Shanmukhapriya
- Arohanam: S R₂ G₂ M₂ P D₁ N₂ Ṡ
- Avarohanam: Ṡ N₂ D₁ P M₂ G₂ R₂ S

= Shanmukhapriya =

56th raga in the Melakarta

Shanmukhapriya is a ragam in Carnatic music (musical scale of South Indian classical music). It is the 56th melakarta rāgam (parent scale) in the 72 melakarta rāgam system of Carnatic music. It is called Chāmaram in Muthuswami Dikshitar school of Carnatic music. It is said to be borrowed into Hindustani music from Carnatic music. Many compositions on Lord Murugan and Lord Shiva are based on this raaga.

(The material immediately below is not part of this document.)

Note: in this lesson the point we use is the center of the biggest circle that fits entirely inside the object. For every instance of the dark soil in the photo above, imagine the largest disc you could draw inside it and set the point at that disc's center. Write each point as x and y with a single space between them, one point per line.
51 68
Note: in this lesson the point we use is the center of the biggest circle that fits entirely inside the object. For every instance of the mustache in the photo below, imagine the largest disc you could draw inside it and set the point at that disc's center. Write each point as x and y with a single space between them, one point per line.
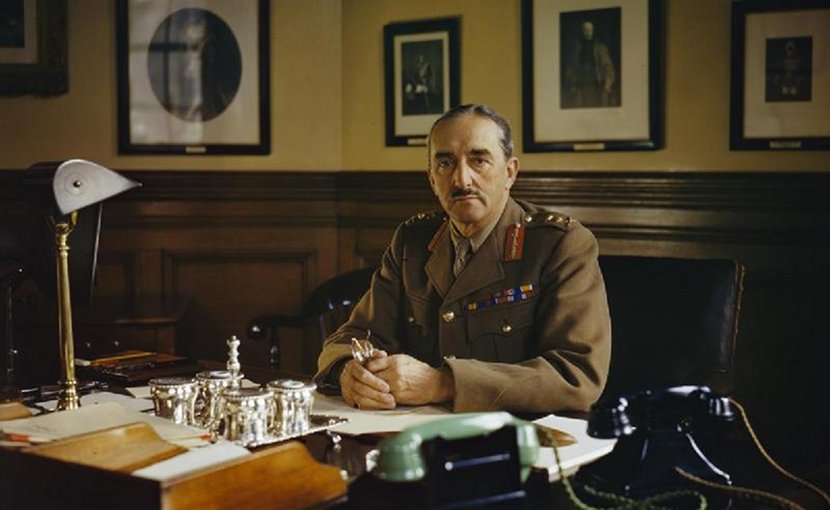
464 192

==Structure and Lakshana==

Shanmukhapriya scale with shadjam at C

It is the 2nd rāgam in the 10th chakra Disi. The mnemonic name is Disi-Sri. The mnemonic phrase is sa ri gi mi pa dha ni. Its ' structure (ascending and descending scale) is as follows (see swaras in Carnatic music for details on below notation and terms):

This scale uses the swaras chatushruti rishabham, sadharana gandharam, prati madhyamam, shuddha dhaivatam and kaisiki nishadam. As it is a melakarta rāgam, by definition it is a sampoorna rāgam (has all seven notes in ascending and descending scale). It is the prati madhyamam equivalent of Natabhairavi, which is the 20th melakarta scale.